Proposal: Create a Crossplane-specific Vale configuration #1029

@jeanduplessis

Description

@jeanduplessis

Summary

The current Vale setup generates ~23,000 lines of output with ~11,000+ rule violations across the documentation. The vast majority of these are low-value suggestions that are routinely ignored, undermining the effectiveness of the linter. This proposal recommends a configuration that catches real issues while eliminating noise.

Current State Analysis

Problem Summary

Issue Impact
3,695 E-Prime violations write-good.E-Prime flags every use of "is", "are", "was" — impractical for any documentation
2,690 duplicate acronym warnings Google.Acronyms + Microsoft.Acronyms both fire for the same acronyms
942 "complex words" suggestions Flags "provide" → "give", "determine" → "decide" — often wrong for technical context
582 heading capitalization issues Microsoft sentence-case rule conflicts with Crossplane's title-case headings
563 vocabulary suggestions "Verify 'allow' with the A-Z word list" — not actionable
7 overlapping style packages alex, Google, Microsoft, proselint, write-good, gitlab, Crossplane — creates duplicate/conflicting rules

Root Causes

  1. Too many style packages: Using 7 packages creates massive overlap and conflicting rules
  2. No severity differentiation: Warnings treated the same as errors, leading to "alert fatigue"
  3. Rules not tuned for technical docs: E-Prime (avoiding "to be") is for creative writing, not technical documentation
  4. Missing Crossplane-specific acronym exceptions: CNCF, AWS, GCP, CRD, XRD not in acronym exception lists
  5. Outdated style packages: Packages are vendored and not updated via vale sync
  6. CI fails on ANY output: Even suggestions block PRs, so authors add <!-- vale off --> everywhere

Proposed Solution

1. Simplify Style Package Selection

Current: alex, Google, Microsoft, proselint, write-good, gitlab, Crossplane (7 packages)

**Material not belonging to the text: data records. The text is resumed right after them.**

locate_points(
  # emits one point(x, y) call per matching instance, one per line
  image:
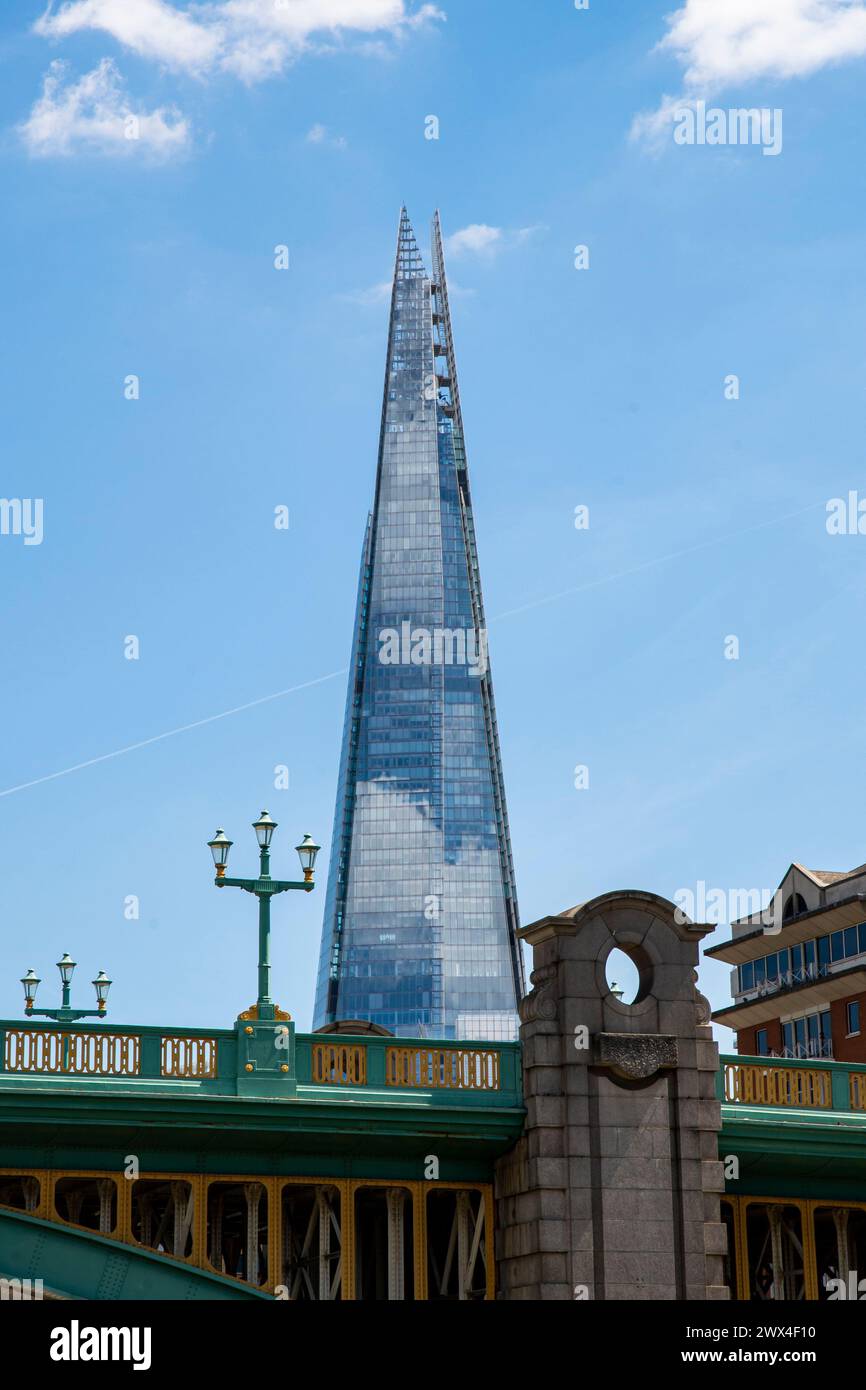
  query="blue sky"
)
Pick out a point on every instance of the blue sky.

Proposed: Google, Crossplane (2 packages + selective rules from others)

Rationale:

  • Google Developer Documentation Style Guide is the most appropriate for technical docs
  • Consolidating to one primary style eliminates rule conflicts
  • Custom Crossplane rules handle project-specific needs
  • Cherry-pick individual valuable rules from other packages rather than importing everything

2. Implement Tiered Severity Levels

Following GitLab's best practice:

Level Purpose CI Behavior Examples
Error Branding, broken content, serious issues Fails PR Spelling errors, deprecated terms, broken shortcodes
Warning Style guide violations worth fixing Displays, doesn't fail Passive voice, sentence length, contractions
Suggestion Nice-to-have improvements Local editor only, ignored in CI Word choice preferences

CI Change: Only fail on errors, display warnings for awareness.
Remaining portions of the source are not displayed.